La crescita del canale GDO durante la pandemia, nel settore delle carni Bio, ha compensato la perdita del canale Horeca subita soprattutto durante il primo lockdown, e Fileni, terzo player nazionale nel settore delle carni avicole e primo produttore in Italia di carni bianche da agricoltura biologica, chiude il 2020 con il segno positivo (+ 15% circa). Un trend che ci conferma anche nel 2021 quando, a giugno, l’azienda ha già superato il +13% del fatturato rispetto al periodo precedente.
“La pandemia ci ha fatto perdere terreno sui canali di destinazione dei piatti pronti come le mense per via della chiusura del canale Horeca – ci ha spiegato Simone Santini, chief commercial officer dell’azienda marchigiana -, ma con Fileni Bio brand abbiamo compensato su tutti gli altri canali. Uno degli effetti di questa pandemia, infatti, è che il consumatore ha raggiunto una maggiore consapevolezza sulla propria alimentazione ed è sempre più orientato verso prodotti di qualità”.

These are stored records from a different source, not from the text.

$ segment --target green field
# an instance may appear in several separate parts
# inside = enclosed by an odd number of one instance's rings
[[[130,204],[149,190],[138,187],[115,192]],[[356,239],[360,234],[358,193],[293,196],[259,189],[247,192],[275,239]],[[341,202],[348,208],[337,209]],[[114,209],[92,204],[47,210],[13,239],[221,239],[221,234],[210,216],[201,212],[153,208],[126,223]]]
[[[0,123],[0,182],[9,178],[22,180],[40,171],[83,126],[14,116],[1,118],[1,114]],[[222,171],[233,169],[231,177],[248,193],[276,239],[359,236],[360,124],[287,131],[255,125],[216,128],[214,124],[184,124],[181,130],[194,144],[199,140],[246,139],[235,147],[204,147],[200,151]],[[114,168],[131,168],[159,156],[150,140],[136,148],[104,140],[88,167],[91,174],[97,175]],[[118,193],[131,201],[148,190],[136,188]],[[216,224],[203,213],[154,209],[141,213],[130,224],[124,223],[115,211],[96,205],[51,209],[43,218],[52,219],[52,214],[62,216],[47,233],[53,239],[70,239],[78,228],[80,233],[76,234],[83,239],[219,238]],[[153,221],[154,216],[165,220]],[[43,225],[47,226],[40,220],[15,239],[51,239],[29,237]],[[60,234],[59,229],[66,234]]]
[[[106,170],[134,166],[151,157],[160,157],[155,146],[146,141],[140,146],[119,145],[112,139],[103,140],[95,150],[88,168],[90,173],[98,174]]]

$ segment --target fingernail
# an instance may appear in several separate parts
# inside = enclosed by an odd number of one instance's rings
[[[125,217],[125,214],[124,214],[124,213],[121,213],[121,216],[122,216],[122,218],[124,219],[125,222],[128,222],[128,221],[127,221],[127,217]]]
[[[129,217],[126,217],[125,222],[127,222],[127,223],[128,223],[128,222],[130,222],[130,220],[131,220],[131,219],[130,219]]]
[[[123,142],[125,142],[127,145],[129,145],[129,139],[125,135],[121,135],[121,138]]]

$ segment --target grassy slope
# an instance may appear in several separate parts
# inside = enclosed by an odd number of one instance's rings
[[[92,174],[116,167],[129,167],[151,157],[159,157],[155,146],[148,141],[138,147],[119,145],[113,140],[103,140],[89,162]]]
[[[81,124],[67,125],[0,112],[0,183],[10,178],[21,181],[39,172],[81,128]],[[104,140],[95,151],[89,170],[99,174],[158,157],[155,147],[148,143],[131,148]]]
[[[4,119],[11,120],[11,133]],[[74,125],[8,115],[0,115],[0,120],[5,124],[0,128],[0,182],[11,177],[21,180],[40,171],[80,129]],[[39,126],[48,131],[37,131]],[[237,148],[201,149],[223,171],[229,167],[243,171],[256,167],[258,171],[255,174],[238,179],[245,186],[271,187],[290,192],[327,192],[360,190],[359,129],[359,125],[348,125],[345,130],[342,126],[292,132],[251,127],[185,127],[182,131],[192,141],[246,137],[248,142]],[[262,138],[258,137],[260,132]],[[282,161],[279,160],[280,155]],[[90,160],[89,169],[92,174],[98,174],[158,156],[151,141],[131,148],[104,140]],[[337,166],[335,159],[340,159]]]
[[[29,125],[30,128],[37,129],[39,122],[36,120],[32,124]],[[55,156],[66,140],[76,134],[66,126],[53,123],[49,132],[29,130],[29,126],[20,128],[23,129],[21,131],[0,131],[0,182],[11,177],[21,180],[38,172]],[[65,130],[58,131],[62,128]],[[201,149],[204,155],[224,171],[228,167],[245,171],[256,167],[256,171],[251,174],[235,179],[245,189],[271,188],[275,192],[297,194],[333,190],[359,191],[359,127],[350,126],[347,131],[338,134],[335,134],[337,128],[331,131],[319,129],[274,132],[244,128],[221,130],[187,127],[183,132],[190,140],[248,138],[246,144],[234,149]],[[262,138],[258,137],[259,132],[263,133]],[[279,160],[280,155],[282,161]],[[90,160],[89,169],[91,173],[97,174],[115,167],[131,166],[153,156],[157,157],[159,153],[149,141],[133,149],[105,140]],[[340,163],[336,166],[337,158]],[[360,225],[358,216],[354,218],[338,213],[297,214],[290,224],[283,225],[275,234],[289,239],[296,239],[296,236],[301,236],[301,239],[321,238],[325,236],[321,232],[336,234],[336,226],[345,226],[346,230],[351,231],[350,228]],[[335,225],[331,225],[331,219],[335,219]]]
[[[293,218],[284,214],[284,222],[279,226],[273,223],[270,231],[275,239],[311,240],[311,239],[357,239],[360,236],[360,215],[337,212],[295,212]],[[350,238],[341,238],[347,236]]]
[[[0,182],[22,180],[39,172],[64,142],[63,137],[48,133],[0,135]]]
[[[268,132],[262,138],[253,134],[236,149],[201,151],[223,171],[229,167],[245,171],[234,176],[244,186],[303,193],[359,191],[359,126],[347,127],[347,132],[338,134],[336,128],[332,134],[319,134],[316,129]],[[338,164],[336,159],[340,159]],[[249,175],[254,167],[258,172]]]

Il vantaggio di Fileni Bio è quello di avere il controllo di tutta la filiera, a partire dai terreni per arrivare ai mangimi. In questa direzione è già stata attivata da tre anni, ad esempio, su richiesta di Carrefour Italia di cui l’azienda marchigiana è fornitrice, un sistema di certificazione blockchain per i prodotti avicoli, tra cui petti di pollo, cosce di pollo, ed altri, per la linea ‘Filiera di qualità’ della nota insegna francese.
Intanto Fileni Bio sta guardando con interesse al settore delle cosiddette (impropriamente) ‘carni vegetali’.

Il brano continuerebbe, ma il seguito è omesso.